Gogebic Community College | Ironwood, Michigan

Planning for Liftoff - Video Summary

Planning for Liftoff - full speech text

In its statement following the Sept. 13, 2012, meeting, the Federal Open Market Committee, or FOMC, stated that “a highly accommodative stance of monetary policy will remain appropriate for a considerable time after the economic recovery strengthens.” I argue that the FOMC can provide additional monetary stimulus by making this sentence more precise in the form of what I call a liftoff plan: a description of the economic conditions that would lead the Committee to contemplate the initial increase in the fed funds rate above its currently extraordinarily low level.

I suggest the following specific contingency plan for liftoff:

As long as the FOMC satisfies its price stability mandate, it should keep the fed funds rate extraordinarily low until the unemployment rate has fallen below 5.5 percent.

By “satisfies its price stability mandate,” I mean that longer-term inflation expectations remain stable, and the medium-term outlook for inflation is within a quarter of a percentage point of the Fed’s long-run target of 2 percent.

The substance of this liftoff plan is that the Committee will not raise the fed funds rate unless the medium-term outlook for the inflation rate exceeds a threshold value of 2 1/4 percent or the unemployment rate falls below a threshold value of 5.5 percent. Most FOMC participants project that the long-run unemployment rate consistent with 2 percent inflation is between 5.2 percent and 6 percent.

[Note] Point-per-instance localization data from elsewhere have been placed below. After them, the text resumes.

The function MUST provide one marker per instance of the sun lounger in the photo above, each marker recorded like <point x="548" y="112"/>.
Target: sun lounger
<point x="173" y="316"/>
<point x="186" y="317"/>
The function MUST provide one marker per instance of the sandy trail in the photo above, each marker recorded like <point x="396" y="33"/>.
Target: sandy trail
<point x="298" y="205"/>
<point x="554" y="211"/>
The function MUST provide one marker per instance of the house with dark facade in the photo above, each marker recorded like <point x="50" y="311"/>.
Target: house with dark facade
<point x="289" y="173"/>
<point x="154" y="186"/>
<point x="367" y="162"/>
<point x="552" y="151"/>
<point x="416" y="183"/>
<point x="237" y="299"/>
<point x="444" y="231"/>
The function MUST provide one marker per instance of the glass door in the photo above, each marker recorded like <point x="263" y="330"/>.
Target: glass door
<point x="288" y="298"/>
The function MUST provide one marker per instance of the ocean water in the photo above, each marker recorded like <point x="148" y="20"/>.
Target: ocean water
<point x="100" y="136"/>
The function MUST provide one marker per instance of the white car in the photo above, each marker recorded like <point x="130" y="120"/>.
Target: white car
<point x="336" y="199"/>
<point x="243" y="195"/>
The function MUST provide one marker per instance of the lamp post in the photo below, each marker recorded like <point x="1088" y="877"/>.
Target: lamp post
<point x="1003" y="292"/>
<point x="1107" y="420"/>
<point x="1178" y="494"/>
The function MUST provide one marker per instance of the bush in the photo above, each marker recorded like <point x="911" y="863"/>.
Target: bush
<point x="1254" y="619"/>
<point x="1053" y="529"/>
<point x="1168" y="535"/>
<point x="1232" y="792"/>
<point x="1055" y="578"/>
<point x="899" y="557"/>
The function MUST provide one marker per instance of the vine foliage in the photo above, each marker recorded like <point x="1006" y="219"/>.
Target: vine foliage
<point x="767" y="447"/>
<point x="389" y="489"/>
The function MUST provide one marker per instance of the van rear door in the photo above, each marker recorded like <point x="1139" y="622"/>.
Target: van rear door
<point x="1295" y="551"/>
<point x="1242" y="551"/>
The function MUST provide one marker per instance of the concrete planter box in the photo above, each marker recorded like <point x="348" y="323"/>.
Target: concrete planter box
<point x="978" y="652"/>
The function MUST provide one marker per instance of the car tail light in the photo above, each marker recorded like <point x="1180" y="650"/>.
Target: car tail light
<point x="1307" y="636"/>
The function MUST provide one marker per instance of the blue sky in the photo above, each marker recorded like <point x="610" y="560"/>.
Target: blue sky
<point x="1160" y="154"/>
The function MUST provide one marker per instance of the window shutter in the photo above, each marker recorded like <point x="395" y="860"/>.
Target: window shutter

These estimates, along with the historical evidence from the past 15 years, suggest that the unemployment rate can fall considerably without violating the proposed inflation threshold.

The proposed liftoff plan does not generate stimulus by promising higher inflation. Rather, the proposed plan recommends that the FOMC clearly communicate that it will not begin the process of cooling off the economy by raising rates until it sees much higher levels of economic activity. With that commitment, households can anticipate a lower path for unemployment, and they can save less to guard against the risk of job loss. People will spend more today, and that will drive up economic activity.